# Text Generation with an RNN

This notebook demonstrates how to generate text using a character-based RNN. We will work with a dataset of Shakespeare's writing from Andrej Karpathy's [The Unreasonable Effectiveness of Recurrent Neural Networks](http://karpathy.github.io/2015/05/21/rnn-effectiveness/). 

In the final results of the notebook you can see that while some of the sentences are grammatical, and only make partial sense. The model has not learned the meaning of words, but consider:

* The model is character-based.
* The structure of the output resembles a play—blocks of text generally begin with a speaker name, in all capital letters similar to the dataset.
* The model is trained on small batches of text (100 characters each), and is still able to generate a longer sequence of text with coherent structure.
* The model has no concept of words as of now (as there are no embeddings used), but still it is able to train it's own character embeddings and produce actual words for the most part. 

## Setup and Preprocessing

To train the model in a reasonable time and with a relatively smaller training corpus, we would we would be training the model to predict the next character according to the given contetual window, instead of training it on words and their embeddings.

We would define the following utilities:
- `process_text`: This function reads the file with `file_path` destination and returns a mapping of characters to index, index to character, and all the text encoded as indices in an array.
- `split_input_target`: It creates a (training data, output) pair for each fixed length sentence that we provide to it.
- `create_dataset`: It takes in a file and then converts it to a dataset by batching the sentences (sequences) that are fed into the model. This also allows for the shuffling of data, improving the performance of the model.

In [9]:
# Importing the required libraries
import numpy as np
import tensorflow as tf
import keras

In [10]:
def process_text(file_path):
    text = open(file_path, 'rb').read().decode(encoding='utf-8')
    vocab = sorted(set(text))  # The unique characters in the file

    # Creating a mapping from unique characters to indices and vice versa
    char2idx = {u: i for i, u in enumerate(vocab)}
    idx2char = np.array(vocab)
    text_as_int = np.array([char2idx[c] for c in text])

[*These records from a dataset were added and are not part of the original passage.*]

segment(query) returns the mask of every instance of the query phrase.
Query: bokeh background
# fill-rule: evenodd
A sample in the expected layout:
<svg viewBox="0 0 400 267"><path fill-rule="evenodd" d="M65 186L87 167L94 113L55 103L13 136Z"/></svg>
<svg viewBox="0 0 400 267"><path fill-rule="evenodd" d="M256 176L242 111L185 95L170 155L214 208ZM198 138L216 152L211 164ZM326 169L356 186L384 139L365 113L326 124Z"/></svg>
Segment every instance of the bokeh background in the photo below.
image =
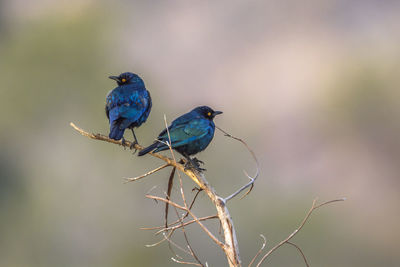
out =
<svg viewBox="0 0 400 267"><path fill-rule="evenodd" d="M125 71L153 97L141 143L164 114L207 104L254 149L261 176L229 203L244 265L260 234L269 247L285 238L315 197L347 197L294 239L310 264L399 266L399 14L389 0L1 0L0 266L177 266L139 230L162 224L162 205L144 194L162 195L169 170L124 184L161 162L69 126L107 134L107 77ZM220 132L199 158L221 195L254 173ZM204 195L195 211L214 213ZM203 262L226 266L201 230L188 231ZM264 266L304 263L282 247Z"/></svg>

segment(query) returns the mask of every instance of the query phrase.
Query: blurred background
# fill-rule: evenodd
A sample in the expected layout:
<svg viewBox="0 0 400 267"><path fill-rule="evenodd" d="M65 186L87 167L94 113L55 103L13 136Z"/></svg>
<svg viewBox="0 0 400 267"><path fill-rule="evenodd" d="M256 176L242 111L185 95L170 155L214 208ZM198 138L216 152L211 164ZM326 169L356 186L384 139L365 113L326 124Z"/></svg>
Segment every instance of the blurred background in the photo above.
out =
<svg viewBox="0 0 400 267"><path fill-rule="evenodd" d="M269 248L284 239L315 197L347 200L293 240L312 266L399 266L399 14L399 1L378 0L0 0L0 266L178 265L139 229L163 223L144 195L163 195L169 170L124 184L162 162L69 126L108 134L107 77L125 71L153 98L142 144L164 114L206 104L254 149L259 180L229 203L244 266L260 234ZM198 157L222 196L254 173L218 131ZM185 178L188 197L193 187ZM204 194L195 212L215 213ZM187 231L203 262L227 265L198 227ZM304 262L284 246L264 266Z"/></svg>

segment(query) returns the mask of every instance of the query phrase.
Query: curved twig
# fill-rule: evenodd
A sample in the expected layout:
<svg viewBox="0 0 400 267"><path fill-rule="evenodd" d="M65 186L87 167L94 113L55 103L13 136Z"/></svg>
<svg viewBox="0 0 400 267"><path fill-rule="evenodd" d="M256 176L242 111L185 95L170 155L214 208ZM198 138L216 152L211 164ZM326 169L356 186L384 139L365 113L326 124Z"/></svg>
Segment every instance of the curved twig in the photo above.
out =
<svg viewBox="0 0 400 267"><path fill-rule="evenodd" d="M258 178L258 176L260 175L260 164L258 162L258 159L256 157L256 154L253 152L253 150L249 147L249 145L243 140L240 139L238 137L235 137L231 134L229 134L228 132L222 130L221 128L219 128L218 126L215 126L218 130L220 130L225 136L230 137L232 139L235 139L237 141L239 141L240 143L242 143L246 149L250 152L252 158L254 159L254 162L256 163L256 174L254 175L254 177L251 177L245 170L243 170L244 174L247 176L247 178L249 178L250 182L248 182L247 184L245 184L244 186L240 187L236 192L234 192L233 194L231 194L230 196L225 198L225 201L228 202L229 200L231 200L232 198L236 197L237 195L239 195L241 192L243 192L245 189L249 188L249 190L241 197L244 198L245 196L247 196L251 190L253 190L254 187L254 182L256 181L256 179Z"/></svg>
<svg viewBox="0 0 400 267"><path fill-rule="evenodd" d="M321 204L319 204L319 205L315 205L316 202L317 202L317 199L314 199L313 204L312 204L310 210L307 212L306 216L304 217L303 221L300 223L299 227L298 227L296 230L294 230L293 233L291 233L287 238L285 238L284 240L282 240L281 242L279 242L276 246L274 246L273 248L271 248L271 249L261 258L261 260L258 262L257 267L259 267L259 266L264 262L264 260L265 260L269 255L271 255L272 252L274 252L274 251L277 250L279 247L281 247L283 244L287 243L290 239L292 239L292 238L303 228L303 226L306 224L307 220L310 218L310 216L311 216L311 214L313 213L314 210L316 210L316 209L318 209L318 208L320 208L320 207L322 207L322 206L324 206L324 205L327 205L327 204L330 204L330 203L333 203L333 202L344 201L344 200L346 200L346 199L345 199L345 198L334 199L334 200L330 200L330 201L323 202L323 203L321 203Z"/></svg>

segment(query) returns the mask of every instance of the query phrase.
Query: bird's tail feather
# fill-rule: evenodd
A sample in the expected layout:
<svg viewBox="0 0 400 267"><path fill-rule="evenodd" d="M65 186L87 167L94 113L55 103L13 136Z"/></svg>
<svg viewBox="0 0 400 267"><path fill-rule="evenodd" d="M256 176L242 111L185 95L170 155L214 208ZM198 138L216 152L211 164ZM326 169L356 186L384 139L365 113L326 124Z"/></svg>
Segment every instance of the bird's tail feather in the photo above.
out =
<svg viewBox="0 0 400 267"><path fill-rule="evenodd" d="M148 147L143 148L141 151L139 151L138 156L146 155L150 151L153 151L154 149L156 149L159 144L160 144L159 142L154 142L153 144L149 145Z"/></svg>
<svg viewBox="0 0 400 267"><path fill-rule="evenodd" d="M108 137L114 140L120 140L124 136L124 131L125 129L120 129L119 123L113 121L110 124L110 134L108 135Z"/></svg>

    return text_as_int, vocab, char2idx, idx2char

In [11]:
def split_input_target(chunk):
    input_text, target_text = chunk[:-1], chunk[1:]
    return input_text, target_text

In [12]:
def create_dataset(text_as_int, seq_length, batch_size, buffer_size):
    char_dataset = tf.data.Dataset.from_tensor_slices(text_as_int)
    # Create sequences and map then to a pair of input and output
    dataset = char_dataset.batch(seq_length + 1, drop_remainder=True).map(split_input_target)
    # Create batches of the dataset and shuffle them in memory in `buffer_size` intervals
    dataset = dataset.shuffle(buffer_size).batch(batch_size, drop_remainder=True)

    return dataset


## Building the Model

The model is defined as a Sequential model in TensorFlow Keras, indicating a linear stack of layers.

1. **Embedding Layer:**
    - Purpose: Converts integer-encoded vocabulary indices into dense vectors of fixed size.
    - Parameters:
        - `vocab_size`: Size of the vocabulary, i.e., the total number of unique words in the input.
        - `embedding_dim`: Dimension of the dense embedding.
        - `batch_input_shape`: Shape of the input data, with `None` indicating variable sequence length.
        - `trainable`: This option allows the encoding of the character to a higher dimensional geometry representing their semantic meaning.

2. **LSTM Layer**
    - Purpose: Long Short-Term Memory (LSTM) layer with return sequences set to True, indicating it returns the full sequence of outputs for each input sequence.
    - Parameters:
        - `rnn_units`: Number of LSTM units.
        - `return_sequences`: True to return the full sequence.
        - `stateful`: True to maintain state across batches.
        - `recurrent_initializer`: Initialization for the recurrent weights.

3. **Dropout Layer**
    - Purpose: Introduces dropout to prevent overfitting during training.
    - Parameter:
        - `0.1`: Fraction of input units to drop.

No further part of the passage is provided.